Schifani: “Restituiamo funzionalità a un collegamento strategico”
«Finanziamo un’opera che restituirà funzionalità a un collegamento strategico per tutta l’area», ha dichiarato il presidente Schifani. «Dal giorno della frana a oggi l’attenzione del governo per Niscemi è stata costante. Dopo la consegna dei lavori per la Regia trazzera, interveniamo anche sulla prevenzione in altre zone a rischio. Grazie al metodo della Struttura commissariale stiamo ottenendo risultati importanti nella programmazione e nella gestione delle risorse».
Un’area fragile, segnata da frane e erosione
La progettazione esecutiva e gli interventi di messa in sicurezza del by pass realizzato dal Genio civile di Caltanissetta lungo la SP12 – costruito dopo la frana del 21 gennaio 2019 – sono finanziati con 3 milioni di euro del Fondo Sviluppo e Coesione 2021-2027. L’area presenta una forte pendenza, è classificata P2 e negli anni è stata più volte interessata da movimenti franosi. I precedenti interventi di terrazzamento e regimentazione delle acque, logorati dagli eventi climatici, non sono più sufficienti. L’erosione ha lambito il ciglio stradale, provocando il cedimento del piano viabile e la chiusura della SP12 nel 2019. Per garantire un collegamento provvisorio, il Genio civile ha realizzato una bretella alternativa tra il km 4+200 e il km 4+500, oggi utilizzata come via di accesso a Niscemi. Il tracciato intercetta il vallone Calanco Canale, affluente del fiume Maroglio.

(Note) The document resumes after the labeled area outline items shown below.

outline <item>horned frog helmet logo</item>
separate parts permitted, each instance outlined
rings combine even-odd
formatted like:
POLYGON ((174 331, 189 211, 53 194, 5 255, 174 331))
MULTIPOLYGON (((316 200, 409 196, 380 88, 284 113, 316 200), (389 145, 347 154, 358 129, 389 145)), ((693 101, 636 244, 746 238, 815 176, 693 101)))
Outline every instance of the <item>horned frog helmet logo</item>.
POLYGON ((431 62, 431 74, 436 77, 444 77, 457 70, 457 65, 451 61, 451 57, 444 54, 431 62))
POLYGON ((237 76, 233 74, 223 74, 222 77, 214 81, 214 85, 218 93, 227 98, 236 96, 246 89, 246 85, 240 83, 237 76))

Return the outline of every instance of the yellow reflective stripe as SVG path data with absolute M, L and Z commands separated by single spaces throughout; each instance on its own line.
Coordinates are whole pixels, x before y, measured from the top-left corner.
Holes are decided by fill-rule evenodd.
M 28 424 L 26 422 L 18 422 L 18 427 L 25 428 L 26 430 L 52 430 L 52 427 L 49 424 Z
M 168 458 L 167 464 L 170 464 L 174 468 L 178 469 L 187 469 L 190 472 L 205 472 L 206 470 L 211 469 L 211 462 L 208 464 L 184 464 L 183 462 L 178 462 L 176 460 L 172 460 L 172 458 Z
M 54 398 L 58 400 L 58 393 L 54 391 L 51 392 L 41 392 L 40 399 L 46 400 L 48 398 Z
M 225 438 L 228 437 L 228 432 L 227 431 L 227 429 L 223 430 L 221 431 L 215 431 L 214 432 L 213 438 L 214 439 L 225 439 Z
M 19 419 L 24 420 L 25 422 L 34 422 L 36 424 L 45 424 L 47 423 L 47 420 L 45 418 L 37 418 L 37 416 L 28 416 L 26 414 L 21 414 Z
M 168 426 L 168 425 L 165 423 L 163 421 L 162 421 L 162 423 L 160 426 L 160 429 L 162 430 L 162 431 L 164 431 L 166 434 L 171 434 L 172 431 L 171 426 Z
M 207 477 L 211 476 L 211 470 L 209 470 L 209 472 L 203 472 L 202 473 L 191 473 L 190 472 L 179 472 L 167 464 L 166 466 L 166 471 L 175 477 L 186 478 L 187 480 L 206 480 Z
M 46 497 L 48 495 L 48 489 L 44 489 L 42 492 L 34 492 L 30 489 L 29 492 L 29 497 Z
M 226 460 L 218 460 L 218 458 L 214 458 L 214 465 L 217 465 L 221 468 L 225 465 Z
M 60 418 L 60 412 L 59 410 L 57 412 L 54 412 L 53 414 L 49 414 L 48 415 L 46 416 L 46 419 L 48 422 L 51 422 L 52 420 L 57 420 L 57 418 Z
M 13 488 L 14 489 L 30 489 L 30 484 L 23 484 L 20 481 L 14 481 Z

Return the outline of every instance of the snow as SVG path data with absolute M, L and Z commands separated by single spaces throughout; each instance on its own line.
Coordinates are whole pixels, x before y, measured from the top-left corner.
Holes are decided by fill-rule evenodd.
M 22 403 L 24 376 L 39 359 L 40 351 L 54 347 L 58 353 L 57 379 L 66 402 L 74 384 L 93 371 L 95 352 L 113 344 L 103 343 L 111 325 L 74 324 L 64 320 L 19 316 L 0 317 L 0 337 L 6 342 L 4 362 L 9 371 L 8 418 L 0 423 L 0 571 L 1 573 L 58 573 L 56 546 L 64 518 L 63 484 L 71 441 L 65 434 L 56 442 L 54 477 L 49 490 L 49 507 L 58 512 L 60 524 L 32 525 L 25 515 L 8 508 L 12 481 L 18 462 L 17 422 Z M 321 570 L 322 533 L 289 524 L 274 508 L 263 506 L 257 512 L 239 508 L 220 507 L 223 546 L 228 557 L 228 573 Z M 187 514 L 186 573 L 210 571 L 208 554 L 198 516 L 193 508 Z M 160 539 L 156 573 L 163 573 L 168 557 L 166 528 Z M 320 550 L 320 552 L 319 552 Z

Un’opera indispensabile per sicurezza e viabilità
L’obiettivo del progetto è la mitigazione del rischio idrogeologico attraverso: un nuovo sistema di smaltimento e regimentazione delle acque superficiali; la messa in sicurezza dell’area Calanco Canale; il consolidamento del versante e del corpo stradale; la verifica dell’intero reticolo idrografico; la stabilizzazione dell’asse viario, fondamentale come via di fuga e collegamento con la SS117 bis verso Caltagirone e Gela. La SP12, insieme alla SP10 – anch’essa colpita da una frana nel 1997 – rappresenta uno dei principali accessi alla città. La rifunzionalizzazione del by pass è quindi essenziale per garantire il transito dei mezzi di soccorso, degli operatori economici e dell’utenza quotidiana.